Pulling a sickie

In the days before stress, back injuries were often cited by the unsympathetic as the malingerer’s disease of choice because they were difficult to diagnose. Now stress tends to make employers eyes roll with disbelief when they see it on a sick note. I’ve lost count of the number of times I have heard an employer say I don’t want to go through a procedure because he/she will just go off with stress and I’ll be stuck.

Personally I’m not sure that people used these as an excuse for days off half as much as some employers would have you believe (24 hour flu was much more prevalent in my view). However, I have experienced people going off with stress when threatened with a disciplinary hearing, so it does happen.

The point is that if someone has too much time off work, you can dismiss them and there is nothing in law that says you have to keep employing someone who is not at work. It’s not a matter of whether their illness is genuine or not (and that is often very difficult to prove), it a case of whether the business can support a large amount of sickness absence.

Of course you have to go through some procedures and checks for example getting a report from their doctor or a specialist, and seeing if there are any reasonable adjustments you can make to make sure they can attend work (and the word is reasonable here). But if at the end of the day they cannot work for you in a reliable way you are perfectly entitled to dismiss them.

More importantly however is the reluctance to deal with a disciplinary matter because you think that the employee will just go off sick. First if they go off sick you merely start the procedure for dealing with sickness absence, which makes it clear to the employee that the issue will not just go away. But secondly you also demonstrate to the other staff that the problem you were dealing with was important and that as an employer you are able to ensure people work in the way you want them to.

If you employ someone whose absence record is causing you problems give us a call on 0161 851 112

When a poor performer goes off sick

A client of ours runs a care home. They were concerned about the performance of the home manager and had issued her with a warning to improve things. The manager then went off sick (genuinely). Whilst signed off sick she had a meeting with our clients and expressed a desire to return to work on a phased basis.

Due to the nature of her illness and the continuing health problems she and her support worker said she had, our client had concerns about her ability to do the work, and an overriding concern about the welfare of the residents. However, as she was still signed off as unfit to work it was a hypothetical discussion.

We advised our client to seek permission from the home manager to write to her GP and Consultant for medical reports relating to the prognosis for her and what, if any, assistance she might need as and when she was deemed fit to return. We also asked whether she would be considered disabled under the Equality Act 2010. Her Consultant failed to comply with the request and her GP replied based on an administrative role only so a follow up letter was sent to ask for clarification. No response was received.
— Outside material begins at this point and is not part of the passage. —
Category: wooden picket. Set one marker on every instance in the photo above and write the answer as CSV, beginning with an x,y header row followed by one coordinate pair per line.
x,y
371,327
When she had been off sick for a few months she raised a grievance about several issues but mainly saying that it was discriminatory not to allow her back to work and make adjustments for her disability. She also put in a Tribunal claim on a similar basis. That is a scary situation but we advised a calm, measured approach as we believed the employee was trying to scare our clients into paying her off.

Contact with her had become very difficult and she refused to attend any meetings to try to resolve matters. Having been given a date for a medical capability hearing she said she was returning and did supply a letter from her GP saying she could return but she was still covered by a sick note. Her sick note expired and no further note was submitted and she did not return. We advised and drafted a letter setting out what would happen if she remained absent with no sick note and also reminded her that there were potentially serious outstanding disciplinary issues to be addressed when she did return, which now included some questions about what had been put on social media about the care home.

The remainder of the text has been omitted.